Water samples were randomly collected at different points from streams/rivers traversing proximally by some industrial livestock farms, and from some open ponds within the vicinity of the farms, suspect to be potential sources of release of pharmaceutical into the water system vis-a-viz the discharge of farm wash wastewater and farm litters, during autumn, winter, spring and summer.

2.4. Sample preparation

2.4.1. Recovery of pharmaceutical residues (analytes) from water samples

Solid Phase Extraction (SPE) technique was developed for the extraction of pharmaceutical drugs residues from water samples. The columns of hydrophilic-lipophilic balance (HLB) and polymeric reverse phase (PRP) solid phase extraction cartridges (200 mg/6 mL) were condition conditioned by running 3 ml MeOH through the column and a flow rate of 1 mL/min, followed by 5 mL, 30% MeOH at 1 mL min−1 and then 5 mL milliQ water at same flow rate. Thereafter, 500 mL of the pre-filtered water samples were loaded on the conditioned column and eluted at a flow rate of 1 mL/min. The analytes were recovered from each of the columns in MeOH. The MeOH extracts were concentrated under nitrogen stream, and reconstituted in 1 mL, 50% MeOH with MilliQ water.
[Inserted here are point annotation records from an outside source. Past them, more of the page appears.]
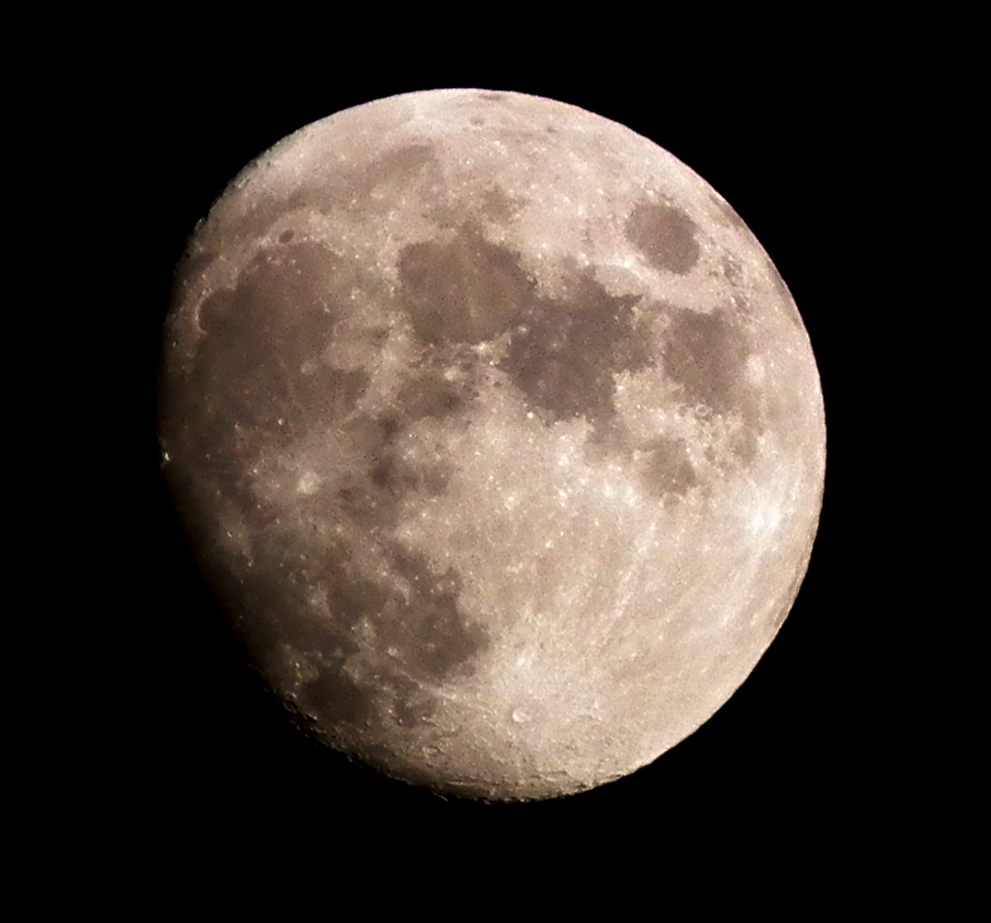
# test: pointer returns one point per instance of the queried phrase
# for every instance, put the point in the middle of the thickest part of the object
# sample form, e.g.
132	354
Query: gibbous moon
498	436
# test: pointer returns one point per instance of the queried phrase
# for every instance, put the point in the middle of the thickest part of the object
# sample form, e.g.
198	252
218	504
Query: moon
498	436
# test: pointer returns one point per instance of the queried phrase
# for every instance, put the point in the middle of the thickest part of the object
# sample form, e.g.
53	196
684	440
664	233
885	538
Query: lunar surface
498	436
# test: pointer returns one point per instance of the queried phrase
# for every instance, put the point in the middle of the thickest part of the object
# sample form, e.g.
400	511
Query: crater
706	355
564	354
245	391
466	290
395	170
664	235
667	469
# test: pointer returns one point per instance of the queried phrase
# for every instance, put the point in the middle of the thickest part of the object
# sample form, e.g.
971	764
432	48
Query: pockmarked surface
498	435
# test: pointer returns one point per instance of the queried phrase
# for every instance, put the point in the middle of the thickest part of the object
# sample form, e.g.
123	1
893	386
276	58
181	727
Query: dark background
799	751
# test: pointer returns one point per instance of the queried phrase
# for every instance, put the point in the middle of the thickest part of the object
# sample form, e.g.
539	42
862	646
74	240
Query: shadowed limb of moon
497	434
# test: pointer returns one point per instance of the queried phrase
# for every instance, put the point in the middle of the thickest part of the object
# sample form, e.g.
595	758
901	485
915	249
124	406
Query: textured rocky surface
498	433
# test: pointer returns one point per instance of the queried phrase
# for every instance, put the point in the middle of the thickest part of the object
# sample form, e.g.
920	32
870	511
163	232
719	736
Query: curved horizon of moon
497	434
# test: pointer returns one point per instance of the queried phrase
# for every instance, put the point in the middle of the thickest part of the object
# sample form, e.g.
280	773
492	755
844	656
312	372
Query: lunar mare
498	435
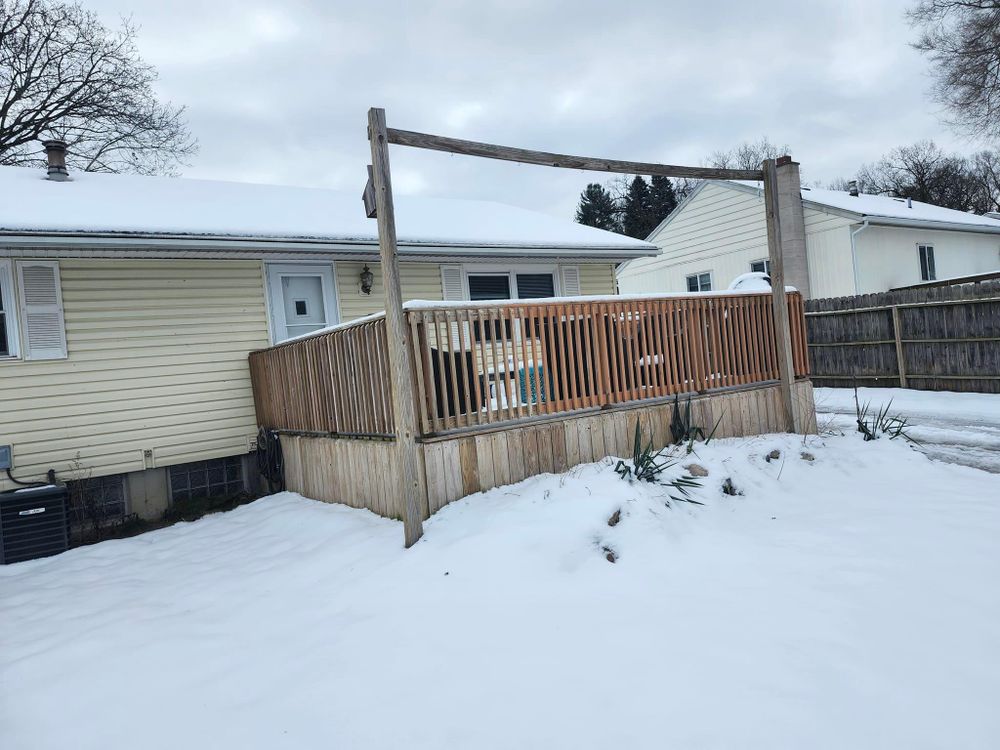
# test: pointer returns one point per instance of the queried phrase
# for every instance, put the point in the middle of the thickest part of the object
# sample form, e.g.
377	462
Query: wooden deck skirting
481	364
507	390
365	474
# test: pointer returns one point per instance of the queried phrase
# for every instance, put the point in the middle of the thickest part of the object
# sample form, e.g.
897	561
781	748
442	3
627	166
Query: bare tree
747	155
962	40
65	75
926	173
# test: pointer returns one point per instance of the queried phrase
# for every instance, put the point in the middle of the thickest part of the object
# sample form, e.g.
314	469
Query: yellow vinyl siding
157	361
597	278
418	281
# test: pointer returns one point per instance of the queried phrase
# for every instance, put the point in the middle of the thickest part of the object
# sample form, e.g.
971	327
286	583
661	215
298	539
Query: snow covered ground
848	601
960	428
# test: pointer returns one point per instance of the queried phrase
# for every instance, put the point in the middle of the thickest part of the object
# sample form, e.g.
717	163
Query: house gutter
347	247
854	256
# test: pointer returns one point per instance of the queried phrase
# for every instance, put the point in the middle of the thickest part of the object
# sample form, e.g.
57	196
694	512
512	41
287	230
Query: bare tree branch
64	74
962	41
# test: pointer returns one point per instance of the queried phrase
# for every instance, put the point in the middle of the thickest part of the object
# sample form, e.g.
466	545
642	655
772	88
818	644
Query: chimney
793	228
55	154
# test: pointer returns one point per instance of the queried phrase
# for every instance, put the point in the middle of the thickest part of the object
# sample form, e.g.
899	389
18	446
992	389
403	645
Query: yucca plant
873	424
644	466
647	468
683	430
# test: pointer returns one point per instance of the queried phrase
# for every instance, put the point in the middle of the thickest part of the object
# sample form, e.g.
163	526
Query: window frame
697	276
274	272
511	273
11	311
925	260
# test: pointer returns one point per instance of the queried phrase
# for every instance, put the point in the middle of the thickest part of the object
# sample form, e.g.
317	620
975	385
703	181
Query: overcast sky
278	92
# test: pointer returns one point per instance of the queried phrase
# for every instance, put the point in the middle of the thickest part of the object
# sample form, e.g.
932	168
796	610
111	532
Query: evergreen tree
597	209
663	198
637	214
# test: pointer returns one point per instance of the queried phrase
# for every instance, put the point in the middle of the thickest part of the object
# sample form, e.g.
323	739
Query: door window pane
927	270
303	303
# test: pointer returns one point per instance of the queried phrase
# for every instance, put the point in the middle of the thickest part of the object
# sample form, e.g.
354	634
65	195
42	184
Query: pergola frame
378	203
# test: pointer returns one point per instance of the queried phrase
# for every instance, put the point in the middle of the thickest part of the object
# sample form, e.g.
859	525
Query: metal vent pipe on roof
55	154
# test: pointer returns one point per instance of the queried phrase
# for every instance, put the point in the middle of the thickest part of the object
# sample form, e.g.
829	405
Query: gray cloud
279	92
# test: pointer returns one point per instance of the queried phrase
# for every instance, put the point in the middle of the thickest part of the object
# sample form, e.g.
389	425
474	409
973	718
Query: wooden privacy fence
942	338
481	364
334	383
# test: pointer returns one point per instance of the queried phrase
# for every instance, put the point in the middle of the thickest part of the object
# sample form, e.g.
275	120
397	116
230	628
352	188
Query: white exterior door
303	299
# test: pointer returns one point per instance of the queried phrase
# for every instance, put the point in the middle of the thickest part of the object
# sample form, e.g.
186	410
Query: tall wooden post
400	352
779	300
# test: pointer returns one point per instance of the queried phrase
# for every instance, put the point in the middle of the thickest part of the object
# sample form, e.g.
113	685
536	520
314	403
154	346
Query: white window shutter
570	276
452	286
41	309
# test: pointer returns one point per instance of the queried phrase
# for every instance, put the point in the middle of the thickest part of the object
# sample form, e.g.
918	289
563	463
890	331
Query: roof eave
351	247
948	226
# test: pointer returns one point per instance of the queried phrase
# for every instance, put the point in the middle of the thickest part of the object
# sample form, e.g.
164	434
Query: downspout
854	256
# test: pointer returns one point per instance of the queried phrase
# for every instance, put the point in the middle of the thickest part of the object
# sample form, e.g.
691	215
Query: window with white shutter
9	338
41	309
452	285
570	276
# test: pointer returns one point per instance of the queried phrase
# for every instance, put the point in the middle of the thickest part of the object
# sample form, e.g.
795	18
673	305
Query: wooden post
414	486
900	358
779	300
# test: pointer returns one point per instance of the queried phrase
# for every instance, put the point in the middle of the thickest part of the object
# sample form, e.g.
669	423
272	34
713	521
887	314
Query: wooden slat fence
334	383
479	364
941	338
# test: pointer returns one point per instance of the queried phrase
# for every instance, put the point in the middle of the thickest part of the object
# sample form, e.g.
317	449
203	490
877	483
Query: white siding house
854	244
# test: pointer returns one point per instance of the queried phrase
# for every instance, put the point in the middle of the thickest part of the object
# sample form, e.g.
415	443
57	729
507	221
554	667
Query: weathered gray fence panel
947	337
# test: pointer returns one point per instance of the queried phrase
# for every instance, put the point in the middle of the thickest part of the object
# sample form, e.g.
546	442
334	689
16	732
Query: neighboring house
853	243
128	306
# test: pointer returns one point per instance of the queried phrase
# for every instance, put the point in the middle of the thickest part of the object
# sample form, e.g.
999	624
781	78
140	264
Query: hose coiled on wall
270	462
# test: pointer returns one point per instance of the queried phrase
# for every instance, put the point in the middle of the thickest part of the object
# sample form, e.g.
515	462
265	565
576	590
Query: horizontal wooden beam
546	159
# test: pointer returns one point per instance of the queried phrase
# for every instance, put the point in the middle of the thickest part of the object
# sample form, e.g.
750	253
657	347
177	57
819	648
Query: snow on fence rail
332	382
477	366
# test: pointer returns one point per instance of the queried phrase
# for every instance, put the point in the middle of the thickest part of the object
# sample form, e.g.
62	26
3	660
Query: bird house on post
368	196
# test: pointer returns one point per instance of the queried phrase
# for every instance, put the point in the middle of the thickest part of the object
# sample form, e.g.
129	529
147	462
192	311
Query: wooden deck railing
483	363
335	382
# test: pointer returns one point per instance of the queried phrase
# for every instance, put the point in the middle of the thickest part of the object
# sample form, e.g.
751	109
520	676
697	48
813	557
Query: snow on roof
885	207
893	208
103	203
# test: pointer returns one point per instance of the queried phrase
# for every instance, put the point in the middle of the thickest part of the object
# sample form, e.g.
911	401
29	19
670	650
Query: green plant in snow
873	424
682	428
646	466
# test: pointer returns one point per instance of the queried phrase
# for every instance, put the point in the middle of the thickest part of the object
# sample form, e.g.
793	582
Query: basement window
700	282
927	270
97	500
218	477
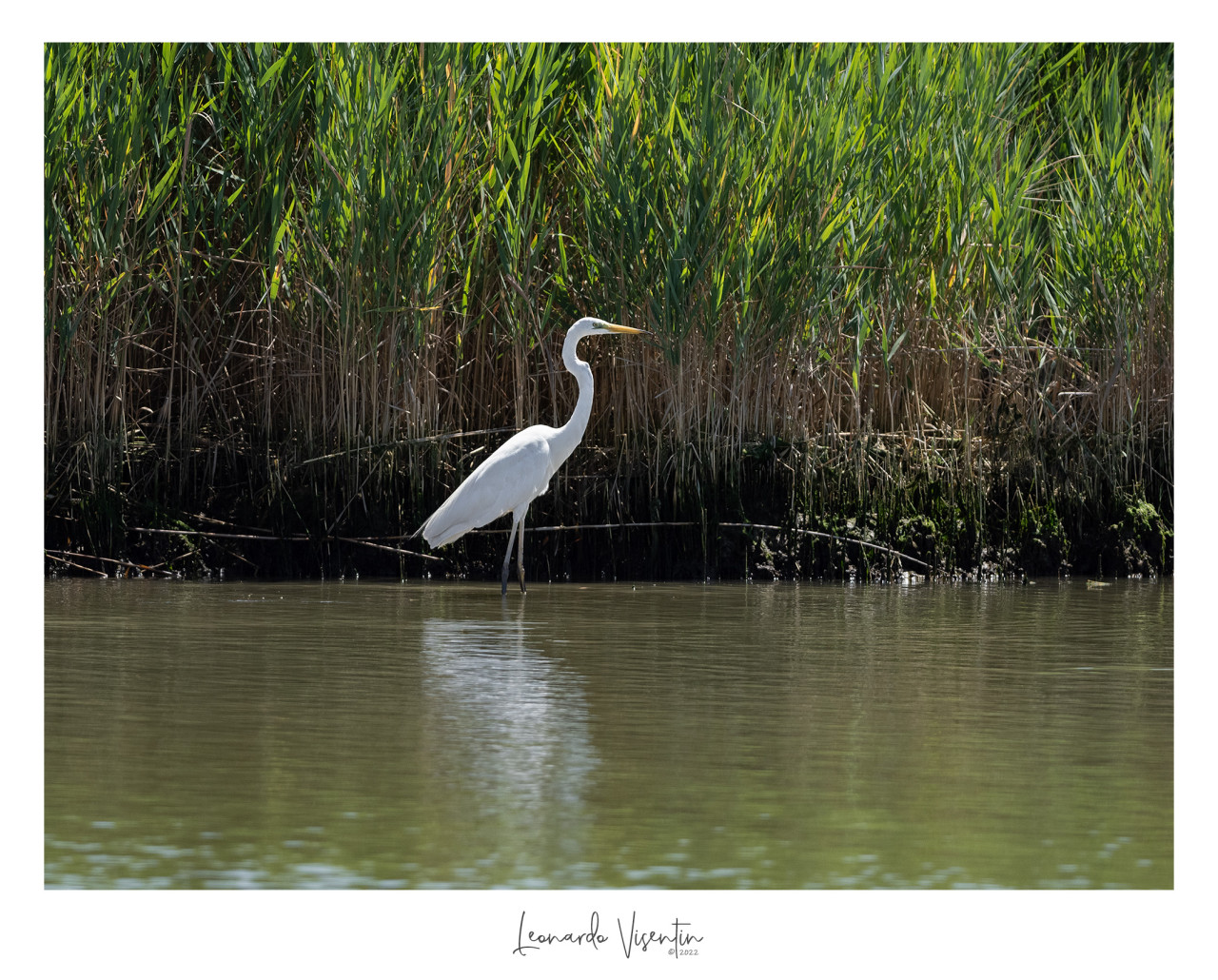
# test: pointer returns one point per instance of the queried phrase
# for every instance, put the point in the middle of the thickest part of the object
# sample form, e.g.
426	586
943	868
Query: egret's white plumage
521	470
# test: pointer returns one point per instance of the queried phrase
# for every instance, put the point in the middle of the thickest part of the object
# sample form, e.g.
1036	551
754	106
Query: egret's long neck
569	435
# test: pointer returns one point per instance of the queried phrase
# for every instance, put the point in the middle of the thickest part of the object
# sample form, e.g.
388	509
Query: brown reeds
921	294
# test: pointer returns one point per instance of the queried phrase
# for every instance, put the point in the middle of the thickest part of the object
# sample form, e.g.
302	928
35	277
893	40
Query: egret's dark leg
521	554
507	557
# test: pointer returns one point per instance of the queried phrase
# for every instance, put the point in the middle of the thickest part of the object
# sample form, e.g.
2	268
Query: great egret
521	470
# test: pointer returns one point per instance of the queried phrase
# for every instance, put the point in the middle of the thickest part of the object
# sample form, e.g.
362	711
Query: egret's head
596	325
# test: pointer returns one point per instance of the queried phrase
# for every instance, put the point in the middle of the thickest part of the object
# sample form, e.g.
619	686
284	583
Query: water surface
609	735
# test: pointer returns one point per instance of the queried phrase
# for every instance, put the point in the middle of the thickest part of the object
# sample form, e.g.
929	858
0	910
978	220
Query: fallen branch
152	569
831	537
55	557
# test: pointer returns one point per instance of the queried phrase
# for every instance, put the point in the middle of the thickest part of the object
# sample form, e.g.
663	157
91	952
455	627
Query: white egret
521	470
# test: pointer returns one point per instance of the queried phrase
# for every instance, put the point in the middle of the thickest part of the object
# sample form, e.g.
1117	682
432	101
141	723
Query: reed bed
913	295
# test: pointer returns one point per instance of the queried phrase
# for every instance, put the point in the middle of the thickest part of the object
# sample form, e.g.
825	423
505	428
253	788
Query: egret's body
521	470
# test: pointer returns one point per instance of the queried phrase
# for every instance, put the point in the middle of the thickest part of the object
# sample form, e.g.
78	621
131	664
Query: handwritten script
675	937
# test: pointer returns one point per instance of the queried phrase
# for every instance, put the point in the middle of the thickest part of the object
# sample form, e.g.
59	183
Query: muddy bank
866	510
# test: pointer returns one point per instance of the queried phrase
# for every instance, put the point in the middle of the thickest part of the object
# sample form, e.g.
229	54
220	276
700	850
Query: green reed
294	270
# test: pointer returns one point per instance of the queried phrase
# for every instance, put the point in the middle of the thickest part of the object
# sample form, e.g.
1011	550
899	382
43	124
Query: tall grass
875	275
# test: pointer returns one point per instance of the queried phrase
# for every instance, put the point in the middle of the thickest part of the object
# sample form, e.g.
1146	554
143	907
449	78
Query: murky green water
418	735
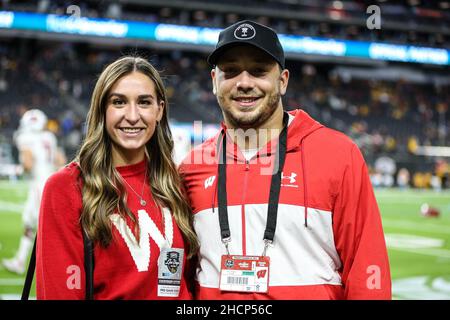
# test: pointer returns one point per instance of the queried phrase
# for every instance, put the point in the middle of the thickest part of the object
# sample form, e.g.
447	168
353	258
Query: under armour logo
291	177
209	181
244	32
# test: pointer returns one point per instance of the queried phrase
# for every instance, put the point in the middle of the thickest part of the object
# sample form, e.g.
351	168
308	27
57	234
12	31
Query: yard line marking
10	207
440	253
13	296
417	288
12	282
416	226
395	193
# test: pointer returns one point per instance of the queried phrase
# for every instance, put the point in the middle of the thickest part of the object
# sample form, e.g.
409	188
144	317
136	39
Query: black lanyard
275	186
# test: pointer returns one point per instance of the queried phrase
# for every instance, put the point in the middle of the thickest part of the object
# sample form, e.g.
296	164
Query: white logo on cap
245	31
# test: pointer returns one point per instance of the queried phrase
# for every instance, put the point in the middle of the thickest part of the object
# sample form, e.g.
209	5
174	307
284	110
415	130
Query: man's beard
248	120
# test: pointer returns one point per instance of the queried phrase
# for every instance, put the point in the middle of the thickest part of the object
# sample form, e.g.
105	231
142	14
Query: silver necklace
141	197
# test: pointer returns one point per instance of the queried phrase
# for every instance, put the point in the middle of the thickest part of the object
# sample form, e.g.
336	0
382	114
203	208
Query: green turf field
419	247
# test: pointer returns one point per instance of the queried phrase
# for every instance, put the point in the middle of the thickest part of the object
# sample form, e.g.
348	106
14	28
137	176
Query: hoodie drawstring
305	191
216	182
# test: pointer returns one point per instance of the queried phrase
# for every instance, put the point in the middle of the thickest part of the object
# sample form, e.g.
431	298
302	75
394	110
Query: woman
123	191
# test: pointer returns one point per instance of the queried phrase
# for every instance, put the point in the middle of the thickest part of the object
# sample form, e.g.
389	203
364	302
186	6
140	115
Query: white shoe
14	265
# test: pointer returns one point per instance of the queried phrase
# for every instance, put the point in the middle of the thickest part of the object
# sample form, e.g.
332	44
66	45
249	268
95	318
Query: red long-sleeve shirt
341	254
117	274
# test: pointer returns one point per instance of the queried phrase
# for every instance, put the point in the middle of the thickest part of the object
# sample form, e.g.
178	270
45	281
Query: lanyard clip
226	241
267	242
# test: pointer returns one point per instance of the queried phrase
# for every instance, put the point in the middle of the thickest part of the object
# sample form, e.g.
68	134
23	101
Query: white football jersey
43	146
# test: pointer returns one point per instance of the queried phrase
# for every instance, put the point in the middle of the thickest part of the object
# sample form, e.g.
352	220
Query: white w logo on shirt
209	181
140	252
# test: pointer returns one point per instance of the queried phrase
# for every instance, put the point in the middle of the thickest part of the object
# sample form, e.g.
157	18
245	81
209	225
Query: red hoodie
329	241
118	274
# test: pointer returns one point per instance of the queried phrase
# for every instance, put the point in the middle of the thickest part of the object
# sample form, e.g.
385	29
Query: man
39	157
307	228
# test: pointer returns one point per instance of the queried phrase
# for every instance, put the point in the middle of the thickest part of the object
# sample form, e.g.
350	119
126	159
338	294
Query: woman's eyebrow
120	95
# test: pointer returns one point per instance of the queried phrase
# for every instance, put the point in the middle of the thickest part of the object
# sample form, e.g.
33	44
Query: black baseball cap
248	32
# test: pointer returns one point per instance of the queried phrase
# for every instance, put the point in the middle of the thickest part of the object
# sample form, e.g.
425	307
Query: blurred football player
40	157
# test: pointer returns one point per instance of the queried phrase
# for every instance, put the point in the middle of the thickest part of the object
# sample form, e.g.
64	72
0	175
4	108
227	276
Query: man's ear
284	79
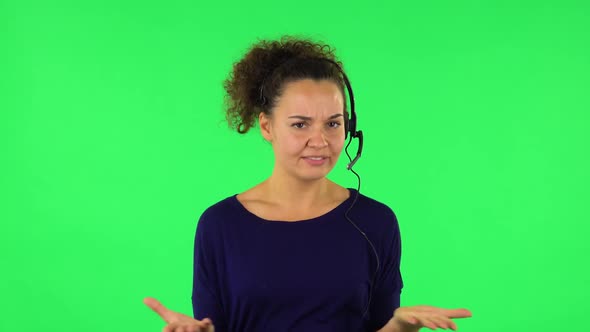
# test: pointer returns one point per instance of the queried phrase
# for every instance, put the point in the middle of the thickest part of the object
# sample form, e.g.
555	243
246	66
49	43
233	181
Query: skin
307	121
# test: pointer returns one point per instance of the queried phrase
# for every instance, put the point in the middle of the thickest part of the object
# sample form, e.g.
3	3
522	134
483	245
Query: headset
351	132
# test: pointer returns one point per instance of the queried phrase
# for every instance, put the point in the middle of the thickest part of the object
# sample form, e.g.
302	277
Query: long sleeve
206	295
389	282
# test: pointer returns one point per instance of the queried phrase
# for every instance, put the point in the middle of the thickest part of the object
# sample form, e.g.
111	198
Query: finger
426	322
451	313
457	313
157	307
441	321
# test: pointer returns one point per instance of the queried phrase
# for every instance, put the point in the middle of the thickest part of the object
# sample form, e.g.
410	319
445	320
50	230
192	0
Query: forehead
311	98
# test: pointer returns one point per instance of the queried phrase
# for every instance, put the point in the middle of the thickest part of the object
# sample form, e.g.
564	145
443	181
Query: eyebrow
307	118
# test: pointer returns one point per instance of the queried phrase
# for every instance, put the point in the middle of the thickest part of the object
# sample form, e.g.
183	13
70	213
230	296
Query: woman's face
306	129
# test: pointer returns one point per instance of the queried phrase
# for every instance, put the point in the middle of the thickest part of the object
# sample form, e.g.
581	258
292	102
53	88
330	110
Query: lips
316	157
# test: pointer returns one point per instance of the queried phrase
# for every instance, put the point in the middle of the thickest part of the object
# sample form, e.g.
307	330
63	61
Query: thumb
166	314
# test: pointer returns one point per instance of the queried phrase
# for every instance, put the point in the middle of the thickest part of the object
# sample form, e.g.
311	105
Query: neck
286	190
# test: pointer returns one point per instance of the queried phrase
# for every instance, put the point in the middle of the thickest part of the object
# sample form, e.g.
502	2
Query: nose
317	139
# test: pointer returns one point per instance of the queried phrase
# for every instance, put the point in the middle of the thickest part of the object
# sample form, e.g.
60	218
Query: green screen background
475	115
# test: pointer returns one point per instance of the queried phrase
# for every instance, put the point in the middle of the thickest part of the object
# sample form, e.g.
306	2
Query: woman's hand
178	322
411	319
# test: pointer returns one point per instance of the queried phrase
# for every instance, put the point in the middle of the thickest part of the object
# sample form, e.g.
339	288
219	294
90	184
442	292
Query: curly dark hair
259	78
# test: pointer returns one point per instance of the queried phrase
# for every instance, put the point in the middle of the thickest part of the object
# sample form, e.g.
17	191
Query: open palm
411	319
178	322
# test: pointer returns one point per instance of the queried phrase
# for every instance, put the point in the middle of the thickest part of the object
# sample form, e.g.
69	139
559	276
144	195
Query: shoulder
218	213
372	207
375	217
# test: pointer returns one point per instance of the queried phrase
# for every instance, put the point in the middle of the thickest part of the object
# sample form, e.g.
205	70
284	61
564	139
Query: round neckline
342	204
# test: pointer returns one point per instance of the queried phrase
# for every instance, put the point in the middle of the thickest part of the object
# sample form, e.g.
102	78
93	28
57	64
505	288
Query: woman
298	251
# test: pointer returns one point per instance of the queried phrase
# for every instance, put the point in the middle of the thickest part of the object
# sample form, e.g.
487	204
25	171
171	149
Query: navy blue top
253	274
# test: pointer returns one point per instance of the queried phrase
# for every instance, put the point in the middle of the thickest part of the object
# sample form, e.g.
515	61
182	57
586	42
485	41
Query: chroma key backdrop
113	142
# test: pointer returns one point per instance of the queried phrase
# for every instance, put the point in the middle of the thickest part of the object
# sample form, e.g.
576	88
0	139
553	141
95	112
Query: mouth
315	157
316	160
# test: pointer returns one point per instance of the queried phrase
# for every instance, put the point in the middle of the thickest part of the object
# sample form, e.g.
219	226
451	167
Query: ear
265	126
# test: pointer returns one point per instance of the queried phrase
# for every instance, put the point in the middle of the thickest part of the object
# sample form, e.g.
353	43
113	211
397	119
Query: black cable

2.4.2. Instrument parameter for HPLC-UV separation and detection of pharmaceutical residues

The chromatographic separations were performed on “Waters (2695)” high performance liquid chromatography (HPLC) consisting of an auto sampler (Waters 2707), a binary pump (Waters 1525), a thermostat fitted oven and a UV-Vis detector (Waters 2487). 10 μL of each standard was automatically injected to a 150 mm × 4.60 mm, 5 μm particles reverse phase Luna C18 column (Phenomenex), kept isothermal at a column temperature of 25 °C.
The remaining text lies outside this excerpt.